En un contexto de alta volatilidad política y tras las recientes advertencias lanzadas por el presidente estadounidense Donald Trump sobre una posible intervención militar, el ministro de Asuntos Exteriores de Irán, Abbas Araghchi, declaró que la República Islámica no tiene intenciones de iniciar una guerra. No obstante, el diplomático fue enfático al señalar ante la comunidad internacional que sus fuerzas armadas se encuentran “totalmente preparadas” para responder a cualquier agresión externa, al tiempo que dejó la puerta abierta a negociaciones futuras, siempre y cuando estas se realicen bajo estrictas condiciones de respeto mutuo y soberanía.

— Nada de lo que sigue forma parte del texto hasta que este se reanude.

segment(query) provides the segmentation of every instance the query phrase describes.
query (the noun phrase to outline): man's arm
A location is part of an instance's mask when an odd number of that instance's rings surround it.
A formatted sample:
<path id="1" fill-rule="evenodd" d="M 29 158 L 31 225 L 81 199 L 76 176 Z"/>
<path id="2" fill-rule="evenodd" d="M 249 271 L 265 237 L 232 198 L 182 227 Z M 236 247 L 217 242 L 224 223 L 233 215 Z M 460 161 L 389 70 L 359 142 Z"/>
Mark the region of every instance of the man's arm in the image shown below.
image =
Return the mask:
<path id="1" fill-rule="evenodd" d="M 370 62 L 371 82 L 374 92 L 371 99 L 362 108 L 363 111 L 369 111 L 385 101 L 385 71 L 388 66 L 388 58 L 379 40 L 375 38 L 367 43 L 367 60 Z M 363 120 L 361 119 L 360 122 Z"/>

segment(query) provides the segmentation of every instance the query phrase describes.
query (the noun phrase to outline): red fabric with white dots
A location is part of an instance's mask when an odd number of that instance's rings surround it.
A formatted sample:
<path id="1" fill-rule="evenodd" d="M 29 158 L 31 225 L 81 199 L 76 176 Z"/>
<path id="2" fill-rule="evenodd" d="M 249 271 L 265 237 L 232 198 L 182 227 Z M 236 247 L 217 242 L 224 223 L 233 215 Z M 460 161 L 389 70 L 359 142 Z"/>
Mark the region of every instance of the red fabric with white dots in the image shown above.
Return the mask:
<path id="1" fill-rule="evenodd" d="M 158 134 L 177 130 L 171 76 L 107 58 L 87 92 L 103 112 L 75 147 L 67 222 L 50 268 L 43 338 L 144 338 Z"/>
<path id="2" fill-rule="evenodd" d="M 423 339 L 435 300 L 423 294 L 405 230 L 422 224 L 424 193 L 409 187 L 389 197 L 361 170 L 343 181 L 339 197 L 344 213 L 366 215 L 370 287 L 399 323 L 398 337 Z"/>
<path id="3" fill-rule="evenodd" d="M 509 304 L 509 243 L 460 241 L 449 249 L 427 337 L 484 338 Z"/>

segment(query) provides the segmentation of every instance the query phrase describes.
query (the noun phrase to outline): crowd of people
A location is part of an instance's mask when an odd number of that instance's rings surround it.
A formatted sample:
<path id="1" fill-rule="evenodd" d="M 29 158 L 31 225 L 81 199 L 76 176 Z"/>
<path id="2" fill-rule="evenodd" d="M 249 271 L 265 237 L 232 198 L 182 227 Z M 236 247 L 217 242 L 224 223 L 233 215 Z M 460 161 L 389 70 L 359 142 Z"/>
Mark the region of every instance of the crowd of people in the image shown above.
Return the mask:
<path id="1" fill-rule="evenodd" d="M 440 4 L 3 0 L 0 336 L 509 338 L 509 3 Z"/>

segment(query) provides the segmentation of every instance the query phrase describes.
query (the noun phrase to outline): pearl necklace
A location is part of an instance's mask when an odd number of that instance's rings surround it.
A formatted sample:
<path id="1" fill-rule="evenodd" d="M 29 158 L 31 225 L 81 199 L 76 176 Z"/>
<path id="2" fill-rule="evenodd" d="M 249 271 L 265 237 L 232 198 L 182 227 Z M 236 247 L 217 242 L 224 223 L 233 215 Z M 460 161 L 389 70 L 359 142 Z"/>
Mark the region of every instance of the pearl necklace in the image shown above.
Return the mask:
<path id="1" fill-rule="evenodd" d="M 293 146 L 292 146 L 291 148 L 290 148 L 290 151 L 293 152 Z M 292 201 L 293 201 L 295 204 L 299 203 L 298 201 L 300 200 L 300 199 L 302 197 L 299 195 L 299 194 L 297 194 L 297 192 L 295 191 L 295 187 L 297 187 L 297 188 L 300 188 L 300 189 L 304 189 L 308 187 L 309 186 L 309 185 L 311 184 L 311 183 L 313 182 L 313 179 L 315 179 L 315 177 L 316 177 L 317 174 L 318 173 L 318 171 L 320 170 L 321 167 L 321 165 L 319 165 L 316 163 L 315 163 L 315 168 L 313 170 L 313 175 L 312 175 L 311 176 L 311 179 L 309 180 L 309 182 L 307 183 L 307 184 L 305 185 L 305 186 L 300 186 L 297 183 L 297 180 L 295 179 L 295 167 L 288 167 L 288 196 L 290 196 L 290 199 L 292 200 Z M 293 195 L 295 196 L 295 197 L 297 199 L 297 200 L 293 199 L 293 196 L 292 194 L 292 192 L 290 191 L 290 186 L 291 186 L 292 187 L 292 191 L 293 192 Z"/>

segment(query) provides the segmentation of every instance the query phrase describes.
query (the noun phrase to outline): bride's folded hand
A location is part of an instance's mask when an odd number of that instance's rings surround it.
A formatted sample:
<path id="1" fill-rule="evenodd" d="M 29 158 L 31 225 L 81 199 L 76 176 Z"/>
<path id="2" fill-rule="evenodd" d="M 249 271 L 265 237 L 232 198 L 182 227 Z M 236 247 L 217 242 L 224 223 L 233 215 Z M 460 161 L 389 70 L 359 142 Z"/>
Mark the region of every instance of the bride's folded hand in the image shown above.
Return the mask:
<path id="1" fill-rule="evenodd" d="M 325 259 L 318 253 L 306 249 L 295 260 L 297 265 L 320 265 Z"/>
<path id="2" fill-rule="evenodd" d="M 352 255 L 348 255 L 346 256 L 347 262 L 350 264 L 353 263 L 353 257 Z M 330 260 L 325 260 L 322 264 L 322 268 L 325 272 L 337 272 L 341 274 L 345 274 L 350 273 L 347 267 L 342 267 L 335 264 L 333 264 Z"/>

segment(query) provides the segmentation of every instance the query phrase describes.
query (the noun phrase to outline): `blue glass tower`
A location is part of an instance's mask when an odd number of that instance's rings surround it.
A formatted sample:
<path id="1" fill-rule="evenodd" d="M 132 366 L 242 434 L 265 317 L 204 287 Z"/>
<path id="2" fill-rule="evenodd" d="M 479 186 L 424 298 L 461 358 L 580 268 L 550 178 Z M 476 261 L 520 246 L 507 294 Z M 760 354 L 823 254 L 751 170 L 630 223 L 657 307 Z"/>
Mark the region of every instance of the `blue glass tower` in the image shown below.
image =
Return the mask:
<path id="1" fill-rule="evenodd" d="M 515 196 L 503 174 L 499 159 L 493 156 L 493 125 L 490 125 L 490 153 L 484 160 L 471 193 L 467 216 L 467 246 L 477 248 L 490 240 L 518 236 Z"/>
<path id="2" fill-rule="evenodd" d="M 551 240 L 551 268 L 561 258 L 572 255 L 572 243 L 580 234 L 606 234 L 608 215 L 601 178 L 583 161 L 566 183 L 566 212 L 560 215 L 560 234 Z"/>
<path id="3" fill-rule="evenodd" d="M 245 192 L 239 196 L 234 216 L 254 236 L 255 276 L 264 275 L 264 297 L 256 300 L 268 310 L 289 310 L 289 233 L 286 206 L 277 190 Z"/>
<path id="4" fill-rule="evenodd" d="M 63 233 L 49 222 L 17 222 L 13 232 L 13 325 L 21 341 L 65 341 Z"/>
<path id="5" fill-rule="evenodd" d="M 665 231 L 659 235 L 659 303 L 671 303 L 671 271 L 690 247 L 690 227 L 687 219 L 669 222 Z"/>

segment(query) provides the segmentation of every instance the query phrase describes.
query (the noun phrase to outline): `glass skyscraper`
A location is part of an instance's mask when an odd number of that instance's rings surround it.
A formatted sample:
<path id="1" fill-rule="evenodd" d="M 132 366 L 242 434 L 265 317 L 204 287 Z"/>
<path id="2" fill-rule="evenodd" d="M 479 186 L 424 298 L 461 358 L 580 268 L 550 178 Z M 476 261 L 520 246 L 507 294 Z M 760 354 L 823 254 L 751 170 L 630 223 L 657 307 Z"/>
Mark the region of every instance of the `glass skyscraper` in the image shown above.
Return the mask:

El incremento en la tensión política entre Teherán y la Casa Blanca ha alcanzado un punto crítico esta semana, reviviendo los temores de un enfrentamiento directo en Oriente Medio. La contundente respuesta del gobierno iraní surge como reacción inmediata a las declaraciones emitidas desde Washington, donde la administración Trump sugirió la posibilidad de ejecutar acciones militares si el gobierno persa intensificaba la represión contra las crecientes protestas internas que sacuden al país.
Durante una conferencia de alto nivel celebrada en la capital con embajadores extranjeros, el canciller Abbas Araghchi desglosó la dualidad de la estrategia actual de Irán: evitar caer en provocaciones que detonen un conflicto, pero sin proyectar imagen de debilidad. “Irán no busca la guerra, pero está totalmente preparado para ella”, sentenció el ministro, enviando un mensaje disuasorio directo al Despacho Oval y reafirmando la capacidad defensiva de su nación ante posibles incursiones.
A pesar del tono firme, la diplomacia no está muerta. Araghchi reiteró que Teherán está dispuesto a sentarse a la mesa siempre que el marco sea “justo”, con igualdad de derechos y respeto a la soberanía nacional, rechazando de plano cualquier diálogo forzado por la violencia. En esta línea, el portavoz de Exteriores, Esmail Baghaei, confirmó que los canales de comunicación indirectos con Washington siguen activos para el intercambio de mensajes esenciales.
Estas declaraciones surgen en un momento delicado, poco después de que Trump afirmara que líderes iraníes intentaron contactar a Estados Unidos, al tiempo que lanzaba una dura advertencia: golpearía con “una fuerza nunca antes vista” si se atacaban objetivos estadounidenses o si la situación en Irán se desbordaba.
En el frente interno, la narrativa oficial es férrea. Las autoridades iraníes han calificado las recientes movilizaciones no como protestas ciudadanas, sino como una “guerra contra terroristas” impulsada por presiones extranjeras. Bajo esta premisa, justifican sus medidas de control como una defensa necesaria de la estabilidad del régimen ante la injerencia externa.
Ante este panorama, la comunidad internacional observa con cautela. La incertidumbre sobre si prevalecerá la diplomacia o la confrontación mantiene en suspenso a la región, en un momento donde cualquier error de cálculo podría detonar consecuencias imprevisibles para la estabilidad de Oriente Medio e incluso del mundo.